ABB dispose de son côté d’une hotline anonyme «depuis trois ou quatre ans», selon son porte-parole Wolfram Eberhardt. Au niveau mondial, l’entreprise a reçu 200 annonces en 2005, dont «moins de 10%» ont débouché sur une sanction». Les autres sociétés contactées ne donnent pas de chiffres, mais confirment avoir mis sur pied une procédure interne de dénonciation des fraudes, à l’instar de Philip Morris qui dispose d’une ligne téléphonique et d’une formation spécifique pour son secteur des ressources humaines.

«Le système est bien accepté, les employés l’utilisent», indique le porte-parole Marc Fritsch. UBS a introduit en 2004 une directive assurant la protection des whistleblowers et une interface internet permettant de rapporter les manquements au sein de la banque. Credit Suisse dispose également d’un service spécialisé que les collaborateurs peuvent appeler gratuitement ou contacter par e-mail. L’établissement garantit que l’employé «ne fera pas l’objet de mesures de rétorsion».

Les résistances sont cependant encore nombreuses en Suisse. La Commission fédérale des banques (CFB) en a fait l’expérience lorsqu’elle a tenté d’introduire une clause sur le whistleblowing dans sa nouvelle circulaire sur la surveillance et le contrôle internes, qui entrera en vigueur début 2007. Elle a dû retirer ce point, suite aux nombreuses critiques reçues. L’Association suisse des banquiers y voit une mesure «contre-productive» qui «met en danger la confiance entre la direction et les réviseurs internes». L’Association des banquiers privés suisses affirme pour sa part que le whistleblowing est «une innovation étrangère à notre culture» qui «incite à la délation et aux règlements de comptes personnels».
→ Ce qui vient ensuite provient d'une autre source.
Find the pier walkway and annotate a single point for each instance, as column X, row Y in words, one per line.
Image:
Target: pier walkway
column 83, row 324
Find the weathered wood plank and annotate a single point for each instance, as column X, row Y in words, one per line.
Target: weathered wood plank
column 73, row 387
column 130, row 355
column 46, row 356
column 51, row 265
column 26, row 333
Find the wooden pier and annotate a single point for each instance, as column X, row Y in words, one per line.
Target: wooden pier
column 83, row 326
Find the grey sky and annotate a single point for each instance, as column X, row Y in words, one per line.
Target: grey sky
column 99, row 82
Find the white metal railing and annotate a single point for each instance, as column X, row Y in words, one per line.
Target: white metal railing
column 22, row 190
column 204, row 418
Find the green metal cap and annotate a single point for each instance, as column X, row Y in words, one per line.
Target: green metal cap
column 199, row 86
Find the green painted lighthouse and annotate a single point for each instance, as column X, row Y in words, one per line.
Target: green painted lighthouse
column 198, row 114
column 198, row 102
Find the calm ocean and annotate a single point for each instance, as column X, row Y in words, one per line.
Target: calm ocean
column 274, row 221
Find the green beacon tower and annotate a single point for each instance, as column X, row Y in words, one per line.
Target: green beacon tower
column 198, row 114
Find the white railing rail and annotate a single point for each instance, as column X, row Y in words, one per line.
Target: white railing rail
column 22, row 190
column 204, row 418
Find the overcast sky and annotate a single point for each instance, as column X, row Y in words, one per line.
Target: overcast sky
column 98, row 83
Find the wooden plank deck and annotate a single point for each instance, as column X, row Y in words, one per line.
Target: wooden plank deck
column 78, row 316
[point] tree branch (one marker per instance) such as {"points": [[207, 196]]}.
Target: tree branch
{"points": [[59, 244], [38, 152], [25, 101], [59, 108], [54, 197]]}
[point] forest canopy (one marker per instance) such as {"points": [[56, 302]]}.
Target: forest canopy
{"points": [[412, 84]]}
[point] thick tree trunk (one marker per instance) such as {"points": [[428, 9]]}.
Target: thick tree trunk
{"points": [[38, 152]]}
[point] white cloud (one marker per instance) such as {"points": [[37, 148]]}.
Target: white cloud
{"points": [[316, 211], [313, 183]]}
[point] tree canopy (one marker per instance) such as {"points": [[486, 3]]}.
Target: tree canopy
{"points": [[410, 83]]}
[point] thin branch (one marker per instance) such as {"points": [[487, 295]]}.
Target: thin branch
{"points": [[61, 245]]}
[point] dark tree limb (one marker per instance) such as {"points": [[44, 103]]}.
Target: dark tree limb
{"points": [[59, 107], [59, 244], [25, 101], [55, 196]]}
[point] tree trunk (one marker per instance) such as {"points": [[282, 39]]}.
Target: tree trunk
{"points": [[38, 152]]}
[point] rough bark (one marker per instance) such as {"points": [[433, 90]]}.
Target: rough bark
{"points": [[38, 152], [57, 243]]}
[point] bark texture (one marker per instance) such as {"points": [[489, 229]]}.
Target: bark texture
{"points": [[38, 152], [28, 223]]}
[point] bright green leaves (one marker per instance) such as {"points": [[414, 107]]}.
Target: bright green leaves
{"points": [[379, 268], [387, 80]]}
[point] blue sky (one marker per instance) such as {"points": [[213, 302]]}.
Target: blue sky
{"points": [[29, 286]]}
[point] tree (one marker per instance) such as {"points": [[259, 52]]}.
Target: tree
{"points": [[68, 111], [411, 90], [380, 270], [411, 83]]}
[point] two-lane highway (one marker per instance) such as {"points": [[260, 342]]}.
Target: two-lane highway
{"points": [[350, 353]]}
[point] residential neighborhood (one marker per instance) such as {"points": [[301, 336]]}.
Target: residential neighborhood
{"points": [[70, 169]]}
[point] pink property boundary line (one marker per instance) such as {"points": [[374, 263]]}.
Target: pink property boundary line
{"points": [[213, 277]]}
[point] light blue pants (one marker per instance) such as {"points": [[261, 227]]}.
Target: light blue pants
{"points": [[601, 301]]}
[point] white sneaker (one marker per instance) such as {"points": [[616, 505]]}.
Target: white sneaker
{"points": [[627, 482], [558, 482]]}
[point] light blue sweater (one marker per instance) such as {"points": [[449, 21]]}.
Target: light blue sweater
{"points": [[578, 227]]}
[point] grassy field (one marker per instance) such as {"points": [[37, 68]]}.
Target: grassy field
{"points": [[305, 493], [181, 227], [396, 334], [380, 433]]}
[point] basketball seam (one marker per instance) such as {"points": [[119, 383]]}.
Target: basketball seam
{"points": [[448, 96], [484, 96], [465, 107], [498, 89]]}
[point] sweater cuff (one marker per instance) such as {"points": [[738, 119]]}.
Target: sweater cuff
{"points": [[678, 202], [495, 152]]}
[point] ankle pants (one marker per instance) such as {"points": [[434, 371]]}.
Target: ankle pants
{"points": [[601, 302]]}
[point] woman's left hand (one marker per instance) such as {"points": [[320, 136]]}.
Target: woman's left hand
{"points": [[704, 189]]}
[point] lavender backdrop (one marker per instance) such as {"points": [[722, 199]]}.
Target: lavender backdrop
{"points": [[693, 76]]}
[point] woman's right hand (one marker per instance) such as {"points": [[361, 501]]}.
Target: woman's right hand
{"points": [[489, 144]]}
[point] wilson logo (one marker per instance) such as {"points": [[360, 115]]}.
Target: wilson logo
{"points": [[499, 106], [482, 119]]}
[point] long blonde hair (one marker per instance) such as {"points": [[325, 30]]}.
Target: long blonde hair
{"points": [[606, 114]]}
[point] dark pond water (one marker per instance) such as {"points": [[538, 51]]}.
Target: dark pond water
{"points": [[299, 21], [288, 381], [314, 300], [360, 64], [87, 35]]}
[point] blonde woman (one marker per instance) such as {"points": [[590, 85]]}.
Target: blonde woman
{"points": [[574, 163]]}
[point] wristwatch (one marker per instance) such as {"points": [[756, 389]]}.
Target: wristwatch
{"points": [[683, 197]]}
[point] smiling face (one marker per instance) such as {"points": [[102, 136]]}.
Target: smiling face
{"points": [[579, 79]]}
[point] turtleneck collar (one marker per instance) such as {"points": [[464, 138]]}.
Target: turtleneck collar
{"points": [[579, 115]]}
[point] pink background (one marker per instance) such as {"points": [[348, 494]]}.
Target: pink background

La peur d’une dénonciation abusive n’est pas sans fondement, reconnaît Transparency International, mais les dérapages peuvent être évités si le service chargé de recueillir les témoignages «fait preuve de prudence et d’une certaine méfiance face aux informations données». De même, il doit garantir la confidentialité des faits tant qu’ils ne sont pas avérés.

Du côté des employés, les hésitations sont tout aussi marquées. Ils craignent souvent de subir des sanctions s’ils révèlent des pratiques douteuses au sein de leur entreprise. A juste titre: citant une étude américaine, Remo Gysin relève que sur 223 dénonciateurs interrogés, 90% ont perdu leur emploi ou ont été rétrogradés, 27% ont subi des représailles judiciaires, 15% ont vu leur couple se défaire et 10% ont même tenté de se suicider. «Les whistleblowers sont en général des employés de longue date, avec un certain degré de responsabilité et une forte loyauté envers l’entreprise, explique l’expert allemand Björn Rohde-Liebenau. Ils pensent agir pour le bien de leur société en la protégeant contre la corruption et se sentent donc doublement trahis lorsqu’ils passent du statut de collaborateur modèle à celui de traître.»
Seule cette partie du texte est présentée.